As for feeling like two people I to understand this because that’s how I feel and more at times because like you I couldn’t deal with my trauma at a young age so I didn’t say or do anything about it and my mind split so try not to be to hard on yourself because you are you and a worthwhile person and it’s a normal thing to abnormal circumstance of abuse and trauma. I think your courageous and brave to share your story on here and talk about your painful experience and let us into your world. Have courage that slowly things will get better I send my love and my hugs to you and hope that you will get the support and help you desperately need take care
I had several types of therapy over two decades until I found the right one for me.

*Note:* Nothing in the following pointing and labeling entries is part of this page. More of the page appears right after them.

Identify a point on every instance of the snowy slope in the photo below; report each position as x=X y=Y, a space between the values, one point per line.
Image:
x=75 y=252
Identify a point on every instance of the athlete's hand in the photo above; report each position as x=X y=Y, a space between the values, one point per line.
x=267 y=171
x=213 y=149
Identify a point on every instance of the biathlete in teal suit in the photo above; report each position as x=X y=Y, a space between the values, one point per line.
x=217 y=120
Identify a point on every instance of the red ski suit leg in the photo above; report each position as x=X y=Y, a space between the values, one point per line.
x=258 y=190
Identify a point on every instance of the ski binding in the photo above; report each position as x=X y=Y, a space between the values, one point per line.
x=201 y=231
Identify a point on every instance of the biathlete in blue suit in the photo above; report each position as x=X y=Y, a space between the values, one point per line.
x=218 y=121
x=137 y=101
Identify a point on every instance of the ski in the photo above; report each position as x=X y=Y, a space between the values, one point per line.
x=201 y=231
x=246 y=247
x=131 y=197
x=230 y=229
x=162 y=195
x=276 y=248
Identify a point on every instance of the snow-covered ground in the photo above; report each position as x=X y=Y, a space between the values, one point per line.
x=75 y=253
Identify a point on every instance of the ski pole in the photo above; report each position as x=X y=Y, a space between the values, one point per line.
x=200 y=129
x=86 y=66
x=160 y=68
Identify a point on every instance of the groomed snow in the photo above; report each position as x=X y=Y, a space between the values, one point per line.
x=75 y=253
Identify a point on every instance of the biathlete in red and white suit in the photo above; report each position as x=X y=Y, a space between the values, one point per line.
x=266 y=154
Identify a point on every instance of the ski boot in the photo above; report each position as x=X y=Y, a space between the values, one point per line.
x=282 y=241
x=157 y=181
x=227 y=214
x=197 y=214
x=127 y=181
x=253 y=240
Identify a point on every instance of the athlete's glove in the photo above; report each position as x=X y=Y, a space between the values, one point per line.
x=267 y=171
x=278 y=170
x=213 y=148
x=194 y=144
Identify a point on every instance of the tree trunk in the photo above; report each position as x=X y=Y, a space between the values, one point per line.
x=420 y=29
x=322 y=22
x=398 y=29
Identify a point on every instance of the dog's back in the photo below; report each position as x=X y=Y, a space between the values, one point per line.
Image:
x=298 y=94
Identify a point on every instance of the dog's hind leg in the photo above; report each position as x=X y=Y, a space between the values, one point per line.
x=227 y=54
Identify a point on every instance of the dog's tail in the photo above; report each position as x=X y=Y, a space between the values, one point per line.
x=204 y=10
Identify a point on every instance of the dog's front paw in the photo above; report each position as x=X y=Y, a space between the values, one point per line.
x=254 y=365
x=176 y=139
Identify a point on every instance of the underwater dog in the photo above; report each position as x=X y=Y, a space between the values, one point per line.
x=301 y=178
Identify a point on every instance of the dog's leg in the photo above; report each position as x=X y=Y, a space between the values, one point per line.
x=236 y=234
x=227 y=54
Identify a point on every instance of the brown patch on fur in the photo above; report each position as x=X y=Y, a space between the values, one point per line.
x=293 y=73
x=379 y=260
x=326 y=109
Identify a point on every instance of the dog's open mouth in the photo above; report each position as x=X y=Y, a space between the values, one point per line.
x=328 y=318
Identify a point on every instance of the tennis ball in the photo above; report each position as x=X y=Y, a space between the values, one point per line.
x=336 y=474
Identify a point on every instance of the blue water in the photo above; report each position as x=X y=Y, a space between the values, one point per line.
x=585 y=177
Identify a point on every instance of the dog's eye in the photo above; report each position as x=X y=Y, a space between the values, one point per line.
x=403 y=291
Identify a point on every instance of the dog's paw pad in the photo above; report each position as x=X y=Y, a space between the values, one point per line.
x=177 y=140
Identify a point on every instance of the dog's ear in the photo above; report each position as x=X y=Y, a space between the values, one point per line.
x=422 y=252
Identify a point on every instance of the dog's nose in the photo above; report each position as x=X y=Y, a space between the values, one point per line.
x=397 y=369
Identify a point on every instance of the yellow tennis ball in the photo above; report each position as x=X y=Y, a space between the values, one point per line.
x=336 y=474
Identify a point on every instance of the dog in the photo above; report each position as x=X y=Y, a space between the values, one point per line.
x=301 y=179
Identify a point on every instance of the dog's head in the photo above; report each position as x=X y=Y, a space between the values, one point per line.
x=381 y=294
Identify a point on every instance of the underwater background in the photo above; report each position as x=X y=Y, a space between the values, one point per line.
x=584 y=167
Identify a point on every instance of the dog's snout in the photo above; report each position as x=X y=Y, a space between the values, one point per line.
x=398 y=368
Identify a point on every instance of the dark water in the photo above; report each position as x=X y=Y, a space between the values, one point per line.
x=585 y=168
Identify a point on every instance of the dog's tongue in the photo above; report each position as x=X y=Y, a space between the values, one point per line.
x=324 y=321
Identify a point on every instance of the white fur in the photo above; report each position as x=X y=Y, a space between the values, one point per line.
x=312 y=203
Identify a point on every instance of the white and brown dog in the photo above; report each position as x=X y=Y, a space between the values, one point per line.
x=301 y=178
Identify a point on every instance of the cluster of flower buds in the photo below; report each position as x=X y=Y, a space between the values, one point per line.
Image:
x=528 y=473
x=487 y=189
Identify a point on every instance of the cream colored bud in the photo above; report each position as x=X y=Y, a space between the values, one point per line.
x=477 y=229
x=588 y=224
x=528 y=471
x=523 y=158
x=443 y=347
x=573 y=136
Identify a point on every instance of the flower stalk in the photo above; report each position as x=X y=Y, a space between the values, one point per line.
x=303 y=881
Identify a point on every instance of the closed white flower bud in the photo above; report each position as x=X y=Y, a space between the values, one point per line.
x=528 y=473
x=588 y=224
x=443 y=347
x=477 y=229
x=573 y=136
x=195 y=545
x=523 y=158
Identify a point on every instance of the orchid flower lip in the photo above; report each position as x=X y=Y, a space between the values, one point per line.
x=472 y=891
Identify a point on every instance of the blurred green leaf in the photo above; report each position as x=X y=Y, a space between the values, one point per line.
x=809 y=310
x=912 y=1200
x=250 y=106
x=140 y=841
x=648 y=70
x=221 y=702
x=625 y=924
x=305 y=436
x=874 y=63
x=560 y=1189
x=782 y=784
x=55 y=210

What I understand now is that I was not completely honest with the therapist or my GP when first presenting with my “problem”. Partly that was to do with where I was mentally and emotionally and partly because I was deluding myself over what the ACTUAL cause of my distress was (not the obvious trauma I had lived through, but some childhood shit I had never even acknowledged). So, keep going, try different approaches – one will work. The only thing I can say is that you have to engage fully and honestly for any of it to work, and that usually means feeling a whole lot worse before you feel better.